En France, le taux d’impôt sur les sociétés était encore de 50 % en 1984. Hors l’Irlande, les taux d’IS variaient entre 30 % et 60 % en 1986. En 1995, les taux d’IS s’étageaient de 19,6 % en Hongrie à 56,8 % en Allemagne et le taux moyen des pays de l’Europe des vingt-huit était de 35 %. En 2019, les taux s’échelonnent de 10 à 30 % (hors Malte, qui dispose d’un taux élevé de 35 %, mais dont on peut facilement se dispenser) et le taux moyen est de 21,7 %.

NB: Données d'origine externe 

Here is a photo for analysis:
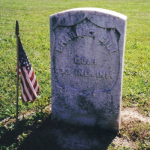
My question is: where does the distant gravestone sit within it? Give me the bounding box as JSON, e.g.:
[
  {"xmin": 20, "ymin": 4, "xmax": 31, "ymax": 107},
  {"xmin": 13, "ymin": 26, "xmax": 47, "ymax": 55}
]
[{"xmin": 50, "ymin": 8, "xmax": 127, "ymax": 131}]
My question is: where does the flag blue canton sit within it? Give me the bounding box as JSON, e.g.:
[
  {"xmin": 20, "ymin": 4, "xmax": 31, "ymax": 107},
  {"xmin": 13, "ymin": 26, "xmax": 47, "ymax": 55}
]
[
  {"xmin": 19, "ymin": 40, "xmax": 31, "ymax": 71},
  {"xmin": 16, "ymin": 37, "xmax": 39, "ymax": 102}
]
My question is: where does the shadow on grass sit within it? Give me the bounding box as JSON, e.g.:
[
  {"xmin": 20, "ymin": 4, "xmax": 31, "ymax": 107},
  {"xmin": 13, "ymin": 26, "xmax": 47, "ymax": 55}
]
[{"xmin": 0, "ymin": 115, "xmax": 116, "ymax": 150}]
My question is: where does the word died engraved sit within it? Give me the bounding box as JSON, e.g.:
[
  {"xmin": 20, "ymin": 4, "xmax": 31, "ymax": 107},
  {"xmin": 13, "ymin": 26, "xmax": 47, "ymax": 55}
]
[
  {"xmin": 99, "ymin": 35, "xmax": 116, "ymax": 53},
  {"xmin": 96, "ymin": 70, "xmax": 113, "ymax": 79},
  {"xmin": 74, "ymin": 69, "xmax": 94, "ymax": 77},
  {"xmin": 59, "ymin": 67, "xmax": 71, "ymax": 75},
  {"xmin": 74, "ymin": 56, "xmax": 96, "ymax": 65}
]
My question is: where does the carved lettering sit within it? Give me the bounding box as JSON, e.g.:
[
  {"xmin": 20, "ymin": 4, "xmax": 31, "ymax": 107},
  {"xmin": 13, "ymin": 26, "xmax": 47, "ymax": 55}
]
[
  {"xmin": 75, "ymin": 69, "xmax": 94, "ymax": 77},
  {"xmin": 96, "ymin": 70, "xmax": 113, "ymax": 79},
  {"xmin": 68, "ymin": 31, "xmax": 76, "ymax": 39},
  {"xmin": 64, "ymin": 34, "xmax": 71, "ymax": 43},
  {"xmin": 59, "ymin": 68, "xmax": 71, "ymax": 75},
  {"xmin": 99, "ymin": 35, "xmax": 116, "ymax": 53},
  {"xmin": 74, "ymin": 56, "xmax": 96, "ymax": 65}
]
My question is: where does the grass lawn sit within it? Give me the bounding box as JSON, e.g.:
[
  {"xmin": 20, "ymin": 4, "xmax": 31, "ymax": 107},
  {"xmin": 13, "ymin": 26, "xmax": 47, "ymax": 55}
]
[{"xmin": 0, "ymin": 0, "xmax": 150, "ymax": 148}]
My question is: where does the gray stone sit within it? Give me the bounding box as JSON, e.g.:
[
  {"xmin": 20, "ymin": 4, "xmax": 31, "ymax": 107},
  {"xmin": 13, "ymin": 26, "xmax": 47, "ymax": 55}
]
[{"xmin": 50, "ymin": 8, "xmax": 127, "ymax": 131}]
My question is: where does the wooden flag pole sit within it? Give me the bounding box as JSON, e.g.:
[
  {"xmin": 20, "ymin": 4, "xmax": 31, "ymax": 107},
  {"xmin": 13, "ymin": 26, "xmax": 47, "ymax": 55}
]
[{"xmin": 15, "ymin": 20, "xmax": 19, "ymax": 127}]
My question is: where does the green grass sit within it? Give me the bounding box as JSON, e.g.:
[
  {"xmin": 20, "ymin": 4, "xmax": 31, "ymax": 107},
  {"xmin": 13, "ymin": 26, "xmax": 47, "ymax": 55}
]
[{"xmin": 0, "ymin": 0, "xmax": 150, "ymax": 149}]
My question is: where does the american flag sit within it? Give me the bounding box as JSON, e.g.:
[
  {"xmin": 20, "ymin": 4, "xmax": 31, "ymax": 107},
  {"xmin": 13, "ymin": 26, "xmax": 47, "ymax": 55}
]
[{"xmin": 16, "ymin": 37, "xmax": 39, "ymax": 102}]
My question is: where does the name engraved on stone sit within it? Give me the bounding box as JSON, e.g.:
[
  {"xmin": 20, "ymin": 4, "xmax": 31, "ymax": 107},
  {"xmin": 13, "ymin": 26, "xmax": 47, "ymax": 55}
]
[
  {"xmin": 50, "ymin": 8, "xmax": 126, "ymax": 131},
  {"xmin": 56, "ymin": 28, "xmax": 95, "ymax": 52},
  {"xmin": 74, "ymin": 56, "xmax": 96, "ymax": 65}
]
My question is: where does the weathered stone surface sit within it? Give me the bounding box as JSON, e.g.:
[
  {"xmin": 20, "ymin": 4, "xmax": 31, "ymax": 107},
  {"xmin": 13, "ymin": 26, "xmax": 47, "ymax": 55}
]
[{"xmin": 50, "ymin": 8, "xmax": 127, "ymax": 130}]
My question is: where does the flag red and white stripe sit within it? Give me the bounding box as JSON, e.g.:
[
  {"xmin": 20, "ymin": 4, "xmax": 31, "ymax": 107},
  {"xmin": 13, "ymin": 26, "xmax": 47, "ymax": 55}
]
[{"xmin": 16, "ymin": 38, "xmax": 39, "ymax": 102}]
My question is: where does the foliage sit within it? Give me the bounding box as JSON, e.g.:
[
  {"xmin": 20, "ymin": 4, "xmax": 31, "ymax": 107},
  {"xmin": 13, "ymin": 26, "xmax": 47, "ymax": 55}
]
[{"xmin": 0, "ymin": 0, "xmax": 150, "ymax": 149}]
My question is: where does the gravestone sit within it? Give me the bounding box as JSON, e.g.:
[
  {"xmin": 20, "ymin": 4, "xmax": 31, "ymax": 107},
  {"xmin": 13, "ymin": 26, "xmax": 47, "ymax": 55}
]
[{"xmin": 50, "ymin": 8, "xmax": 127, "ymax": 131}]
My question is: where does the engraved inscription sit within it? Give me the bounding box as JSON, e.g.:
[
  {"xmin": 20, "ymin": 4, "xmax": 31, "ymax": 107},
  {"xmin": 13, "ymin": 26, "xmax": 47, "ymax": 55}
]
[
  {"xmin": 99, "ymin": 35, "xmax": 117, "ymax": 53},
  {"xmin": 56, "ymin": 28, "xmax": 94, "ymax": 52},
  {"xmin": 53, "ymin": 20, "xmax": 120, "ymax": 93},
  {"xmin": 59, "ymin": 67, "xmax": 71, "ymax": 75},
  {"xmin": 74, "ymin": 56, "xmax": 96, "ymax": 65}
]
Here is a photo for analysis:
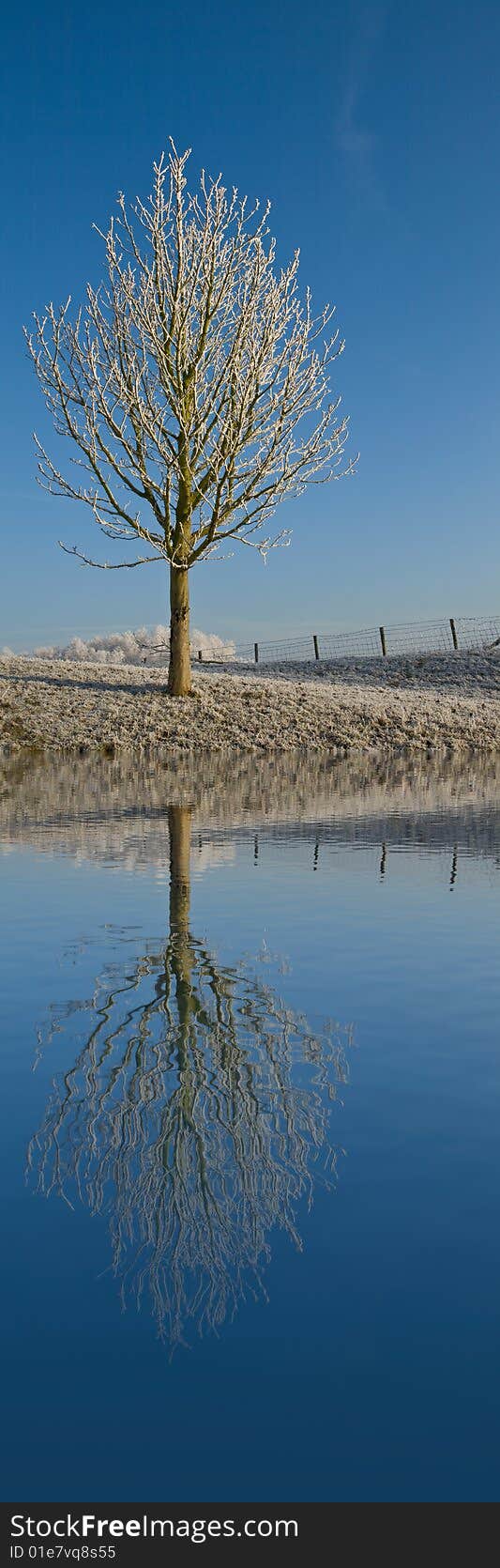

Il est vrai que ce mouvement a été favorisé par le fait que, sauf exception, le produit de l’impôt sur les sociétés est en proportion inverse de l’importance du taux de l’IS. Il représente 3,71 % du Pib en République tchèque avec un IS à 19 %, 3,21 % en Slovaquie avec un IS à 21 %, 2,83 % au Royaume Uni avec un IS à 19 %, 2,79 % en Irlande avec un IS à 12,5 %, 2,63 % en Suède avec un IS à 21,4 %, et seulement 2,35 % en France avec son IS à 33 % ! 

Il y a d’ailleurs des étrangetés, comme l’Allemagne, qui a un produit de 2,01 % de son PIB avec un taux à 29,9 %, et la Belgique, qui en a un de 4,14 % avec un taux de 29,6 %. 

Diversité fiscale

C’est qu’il faut aussi tenir compte des niches qui peuplent l’impôt dans certains pays plus que dans d’autres et des autres impôts, dits de production, qui ajoutent parfois beaucoup à l’IS, à raison, par exemple, de 1,4 % seulement des bénéfices commerciaux en Irlande ou 0,6 % en Belgique contre 4,3 % en Allemagne et 10,5 % en France.Sous le nom d’harmonisation, l’Europe déguise en fait une volonté d’uniformisation. Car l’harmonie repose sur l’heureux accord des différences plutôt que sur la confusion des semblables. De la même manière que les fiscalités sont diverses, chaque pays a ses paysages et son climat, son histoire et sa culture, ses ressources naturelles et ses savoir-faire, des hommes aux tempéraments hétérogènes… !

Comme la concurrence entre les entreprises protège les consommateurs, elle oblige les Etats à offrir aux contribuables le meilleur rapport prélèvements obligatoires-services. C’est d’ailleurs pourquoi les Etats n’en veulent pas. Pourtant, la Suisse et les Etats-Unis sont les exemples vivants du succès auquel conduit la diversité fiscale. A vouloir tout unifier, l’Europe risque de perdre sa liberté. Il serait temps d’écouter les peuples européens qui souhaitent sans doute moins de normes et plus de vision.

Jean-Philippe Delsol , avocat, président de l’Institut de recherches économiques et fiscales, Iref.